ADDINGTON It did not occur to Lady Dunborough to ask herself seriously how a girl in the Mastersons' position came to be in such quarters as the Castle Inn, and to have a middle-aged and apparently respectable attorney for a travelling companion.

Or, if her ladyship did ask herself those questions, she was content with the solution, which the tutor out of his knowledge of human nature had suggested; namely, that the girl, wily as she was beautiful, knew that a retreat in good order, flanked after the fashion of her betters by duenna and man of business, doubled her virtue; and by so much improved her value, and her chance of catching Mr.Dunborough and a coronet.
There was one in the house, however, who did set himself these riddles, and was at a loss for an answer.

Sir George Soane, supping with Dr.
Addington, the earl's physician, found his attention wander from the conversation, and more than once came near to stating the problem which troubled him.

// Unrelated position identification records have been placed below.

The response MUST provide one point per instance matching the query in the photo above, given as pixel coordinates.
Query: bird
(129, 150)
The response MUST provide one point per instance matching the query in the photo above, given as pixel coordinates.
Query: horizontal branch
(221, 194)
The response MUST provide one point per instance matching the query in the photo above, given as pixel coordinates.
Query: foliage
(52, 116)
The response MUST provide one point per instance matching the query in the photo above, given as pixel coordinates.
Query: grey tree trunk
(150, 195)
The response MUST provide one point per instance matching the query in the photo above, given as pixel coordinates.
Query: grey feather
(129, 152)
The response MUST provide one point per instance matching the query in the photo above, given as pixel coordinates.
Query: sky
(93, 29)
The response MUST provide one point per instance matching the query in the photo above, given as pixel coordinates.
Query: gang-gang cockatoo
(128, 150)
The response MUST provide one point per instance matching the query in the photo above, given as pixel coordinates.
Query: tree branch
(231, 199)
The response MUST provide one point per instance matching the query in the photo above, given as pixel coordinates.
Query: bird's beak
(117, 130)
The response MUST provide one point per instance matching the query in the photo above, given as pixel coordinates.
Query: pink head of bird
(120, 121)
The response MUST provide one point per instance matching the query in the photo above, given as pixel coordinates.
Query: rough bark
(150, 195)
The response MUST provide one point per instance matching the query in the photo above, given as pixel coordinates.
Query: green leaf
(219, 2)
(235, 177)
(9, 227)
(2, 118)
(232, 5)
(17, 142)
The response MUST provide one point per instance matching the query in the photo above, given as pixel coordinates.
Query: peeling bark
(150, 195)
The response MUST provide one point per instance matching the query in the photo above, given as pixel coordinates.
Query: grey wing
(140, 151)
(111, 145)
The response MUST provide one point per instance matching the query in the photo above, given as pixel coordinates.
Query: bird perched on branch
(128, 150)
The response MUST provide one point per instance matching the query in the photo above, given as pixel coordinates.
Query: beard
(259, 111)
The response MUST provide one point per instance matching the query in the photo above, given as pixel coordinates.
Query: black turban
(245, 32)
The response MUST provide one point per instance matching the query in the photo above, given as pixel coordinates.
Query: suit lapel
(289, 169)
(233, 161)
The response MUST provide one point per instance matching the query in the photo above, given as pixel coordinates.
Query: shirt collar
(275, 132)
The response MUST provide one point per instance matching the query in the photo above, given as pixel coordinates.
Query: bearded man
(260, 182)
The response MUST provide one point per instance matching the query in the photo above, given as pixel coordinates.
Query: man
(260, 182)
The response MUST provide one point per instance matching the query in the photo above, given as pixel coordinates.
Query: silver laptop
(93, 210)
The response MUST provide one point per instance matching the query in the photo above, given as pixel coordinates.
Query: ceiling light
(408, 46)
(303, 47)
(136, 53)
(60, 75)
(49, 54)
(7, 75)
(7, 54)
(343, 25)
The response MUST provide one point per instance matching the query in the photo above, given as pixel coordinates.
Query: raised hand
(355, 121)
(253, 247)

The cosy room, in which the two sat, lay at the bottom of a snug passage leading off the principal corridor of the west wing; and was as remote from the stir and bustle of the more public part of the house as the silent movements of Sir George's servant were from the clumsy haste of the helpers whom the pressure of the moment had compelled the landlord to call in.
The physician had taken his supper earlier, but was gourmet enough to follow, now with an approving word, and now with a sigh, the different stages of Sir George's meal.